Walking the Old Main

The exterior of the prison, where some inmates escaped the violence of the riot.

The exterior of the prison, where some inmates escaped the violence of the riot.

The riot at the Penitentiary of New Mexico on Feb. 2, 1980 upended the world of corrections. Demands for better food, conditions and programming were forgotten as fury erupted from the residents. The reforms that came out of the event changed prison protocols forever. Now, the administration is embarking on a five-year plan to re-purpose the “Old Main,” which they discuss regularly with visitors on the prison tour.

Certainly, the events of the riot—captured vividly in numerous newspaper articles, state reports and books, continue to draw crowds. The guided “Old Main” tour slots have more than doubled due to demand and all ticket proceeds return to increase the quality of the tour and provide future programming for inmates. “Respecting our past to create a better future” is the motto the corrections officer acting as guide offers, before relaying the details of the riot.
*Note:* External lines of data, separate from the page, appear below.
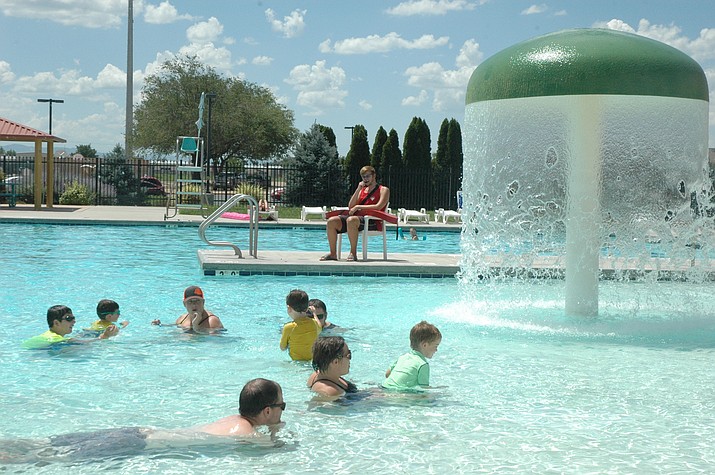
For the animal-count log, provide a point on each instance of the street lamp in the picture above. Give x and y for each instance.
(58, 101)
(210, 96)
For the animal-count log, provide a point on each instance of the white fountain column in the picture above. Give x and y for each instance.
(583, 209)
(629, 143)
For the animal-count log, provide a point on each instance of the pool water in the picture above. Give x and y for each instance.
(521, 388)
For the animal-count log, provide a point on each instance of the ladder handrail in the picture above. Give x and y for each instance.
(252, 224)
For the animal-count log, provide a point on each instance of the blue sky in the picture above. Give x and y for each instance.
(340, 63)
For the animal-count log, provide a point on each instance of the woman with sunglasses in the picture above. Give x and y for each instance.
(331, 361)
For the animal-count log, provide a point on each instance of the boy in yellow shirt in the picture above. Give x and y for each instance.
(299, 335)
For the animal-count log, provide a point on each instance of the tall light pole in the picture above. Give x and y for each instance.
(57, 101)
(129, 105)
(210, 96)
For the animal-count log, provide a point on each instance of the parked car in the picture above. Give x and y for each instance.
(277, 194)
(255, 178)
(226, 181)
(152, 186)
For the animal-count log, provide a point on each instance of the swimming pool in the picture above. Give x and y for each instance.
(524, 389)
(313, 239)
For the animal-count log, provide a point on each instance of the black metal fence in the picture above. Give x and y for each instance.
(152, 181)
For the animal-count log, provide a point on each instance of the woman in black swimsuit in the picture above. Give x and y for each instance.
(331, 360)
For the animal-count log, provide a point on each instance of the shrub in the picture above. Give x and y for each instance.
(191, 188)
(76, 194)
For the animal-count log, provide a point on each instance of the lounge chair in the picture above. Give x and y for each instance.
(405, 215)
(312, 210)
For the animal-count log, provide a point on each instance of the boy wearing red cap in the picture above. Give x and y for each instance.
(196, 318)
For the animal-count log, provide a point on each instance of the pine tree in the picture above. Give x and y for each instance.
(358, 156)
(391, 157)
(319, 178)
(376, 156)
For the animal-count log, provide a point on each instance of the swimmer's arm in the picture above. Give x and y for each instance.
(158, 323)
(327, 392)
(284, 337)
(109, 332)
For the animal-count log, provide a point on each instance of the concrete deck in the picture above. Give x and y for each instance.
(222, 262)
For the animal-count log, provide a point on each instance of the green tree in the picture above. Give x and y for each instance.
(441, 161)
(330, 137)
(378, 145)
(319, 177)
(86, 151)
(391, 155)
(115, 171)
(456, 158)
(247, 122)
(416, 190)
(358, 156)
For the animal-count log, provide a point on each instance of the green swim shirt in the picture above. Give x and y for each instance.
(410, 371)
(43, 341)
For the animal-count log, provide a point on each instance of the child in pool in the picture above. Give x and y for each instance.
(299, 335)
(411, 370)
(108, 313)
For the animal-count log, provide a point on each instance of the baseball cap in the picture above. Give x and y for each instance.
(193, 291)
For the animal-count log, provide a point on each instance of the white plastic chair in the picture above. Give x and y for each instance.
(312, 210)
(405, 215)
(366, 234)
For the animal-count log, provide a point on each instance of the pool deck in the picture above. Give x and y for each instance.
(221, 262)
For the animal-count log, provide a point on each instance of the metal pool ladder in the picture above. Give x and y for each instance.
(252, 225)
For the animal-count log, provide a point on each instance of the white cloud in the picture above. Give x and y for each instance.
(415, 100)
(85, 13)
(535, 9)
(318, 87)
(447, 86)
(701, 48)
(432, 7)
(469, 55)
(72, 83)
(112, 77)
(262, 60)
(291, 26)
(6, 74)
(205, 32)
(164, 13)
(381, 44)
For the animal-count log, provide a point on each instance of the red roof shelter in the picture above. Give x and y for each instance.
(14, 132)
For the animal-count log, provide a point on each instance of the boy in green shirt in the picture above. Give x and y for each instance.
(411, 370)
In the early morning hours of Saturday, Feb. 2, 1980, inmates drinking a crude hooch overpowered the officer that discovered them. Soon, other officers within the dormitory were taken hostage and a set of captured keys liberated other inmates to ensure the riot would continue its course. These newly-freed inmates joined in beating Officer Juan Bustos, stripped and noosed with a belt, during the 12-minute march toward master control.
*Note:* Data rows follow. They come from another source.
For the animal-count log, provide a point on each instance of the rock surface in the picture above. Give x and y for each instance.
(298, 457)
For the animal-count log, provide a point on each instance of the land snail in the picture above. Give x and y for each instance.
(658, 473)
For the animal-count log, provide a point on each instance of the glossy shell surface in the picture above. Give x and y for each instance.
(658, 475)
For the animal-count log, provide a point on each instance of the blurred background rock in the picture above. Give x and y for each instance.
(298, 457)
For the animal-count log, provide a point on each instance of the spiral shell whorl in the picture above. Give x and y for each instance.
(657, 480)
Nearly 100 inmates crowded in front of the newly installed bulletproof plexiglass window of master control. It shattered in three strikes from a fire extinguisher. The armory beneath master control was left undiscovered, limiting the extent of the carnage. Once the master control room was breached, approximately 2:02 a.m., greater access to the prison was attained.
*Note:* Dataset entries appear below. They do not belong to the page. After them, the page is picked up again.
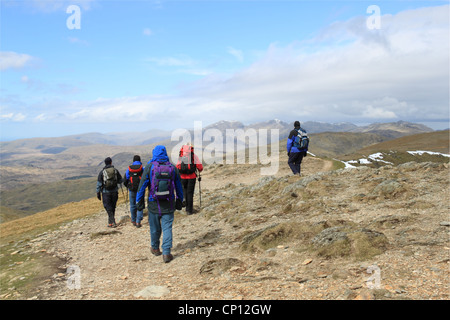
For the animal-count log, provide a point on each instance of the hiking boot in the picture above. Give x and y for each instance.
(155, 252)
(167, 258)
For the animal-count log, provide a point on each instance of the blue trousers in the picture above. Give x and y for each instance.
(295, 161)
(161, 225)
(136, 215)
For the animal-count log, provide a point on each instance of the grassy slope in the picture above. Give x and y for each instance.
(433, 141)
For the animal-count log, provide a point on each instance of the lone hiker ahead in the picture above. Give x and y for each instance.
(296, 149)
(165, 194)
(107, 189)
(188, 163)
(132, 179)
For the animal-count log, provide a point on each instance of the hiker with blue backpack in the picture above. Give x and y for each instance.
(297, 147)
(133, 177)
(165, 194)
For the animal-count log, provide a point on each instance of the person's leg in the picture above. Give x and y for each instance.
(184, 184)
(108, 205)
(166, 226)
(190, 195)
(155, 230)
(298, 161)
(133, 207)
(115, 198)
(291, 162)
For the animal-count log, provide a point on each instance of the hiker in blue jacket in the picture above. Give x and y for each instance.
(295, 154)
(160, 212)
(107, 190)
(132, 179)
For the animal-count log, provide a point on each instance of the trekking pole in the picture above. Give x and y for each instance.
(126, 198)
(200, 188)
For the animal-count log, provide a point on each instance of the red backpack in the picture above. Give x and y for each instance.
(135, 172)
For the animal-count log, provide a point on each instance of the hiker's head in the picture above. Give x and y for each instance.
(187, 148)
(160, 154)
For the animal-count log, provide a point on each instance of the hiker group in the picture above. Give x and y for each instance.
(169, 187)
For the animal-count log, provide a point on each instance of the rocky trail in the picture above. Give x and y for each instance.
(361, 233)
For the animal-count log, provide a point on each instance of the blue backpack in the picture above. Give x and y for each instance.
(301, 140)
(163, 182)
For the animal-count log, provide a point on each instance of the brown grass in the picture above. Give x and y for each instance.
(48, 219)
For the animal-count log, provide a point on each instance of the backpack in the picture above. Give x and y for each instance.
(301, 140)
(135, 173)
(187, 165)
(162, 182)
(109, 178)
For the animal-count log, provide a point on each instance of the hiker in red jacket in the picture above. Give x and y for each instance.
(188, 164)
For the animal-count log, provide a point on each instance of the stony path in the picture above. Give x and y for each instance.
(210, 263)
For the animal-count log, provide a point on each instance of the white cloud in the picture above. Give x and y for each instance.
(347, 73)
(78, 41)
(16, 117)
(178, 61)
(147, 32)
(14, 60)
(238, 54)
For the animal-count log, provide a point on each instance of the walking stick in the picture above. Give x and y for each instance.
(200, 189)
(126, 198)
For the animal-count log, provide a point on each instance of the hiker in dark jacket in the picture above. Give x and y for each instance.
(189, 177)
(108, 191)
(132, 180)
(160, 212)
(295, 154)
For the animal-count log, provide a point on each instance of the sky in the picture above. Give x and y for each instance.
(70, 67)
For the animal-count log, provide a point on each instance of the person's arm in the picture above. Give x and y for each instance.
(178, 186)
(145, 180)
Due to construction in cell block five, high risk inmates were mingled with the low risk population. The construction area housed numerous tools left by crews over the weekend. High risk inmates conceived an act of retribution against inmates in the protective-custody wing, which led to acetylene blowtorches, axes, drills and saws being used to gain access to cell block four, an area to which the rioters lacked keys. Thoughts of rescue at the hands of their fellow inmates turned to horror once the residents of cell block four—rapists, child molesters, informants and the mentally ill—were set upon by these tools. The slow gnawing of blowtorches on cell doors must have been excruciating for inmates awaiting their fate. Once the ritual of access proved too laborious, some inmates were simply immolated within their cells. Axe swipes marred the concrete floor entrance of cell block four—thought to be the site of a decapitation—a chilling reminder of the savagery that occurred. Some inmates not willing to participate in the riot fled into the freezing February air rather than partake in the unfolding atrocities.

The “Old Main,” as it became known, continued operation until 1998. Lessons learned during the 36-hour riot led to reforms in resident programming and care, as well as refined security measures. The “telephone pole” system, a central control method widely used at the time, has given way to a more compartmentalized “pod” system that houses controls limited to individual blocks. In addition, dangerous inmates requiring higher security are no longer mixed with lower risk inmates.

Tours of the Old Main connect the community to its past. Respectful—yet uncensored—these tours wind through the passageways of the Old Main, with file photographs from the immediate aftermath of the riot and informational tidbits that stick closely to the Attorney General’s report of the incident.

“They were brought here to carry out a sentence,” says the tour guide, “that sentence was not death.”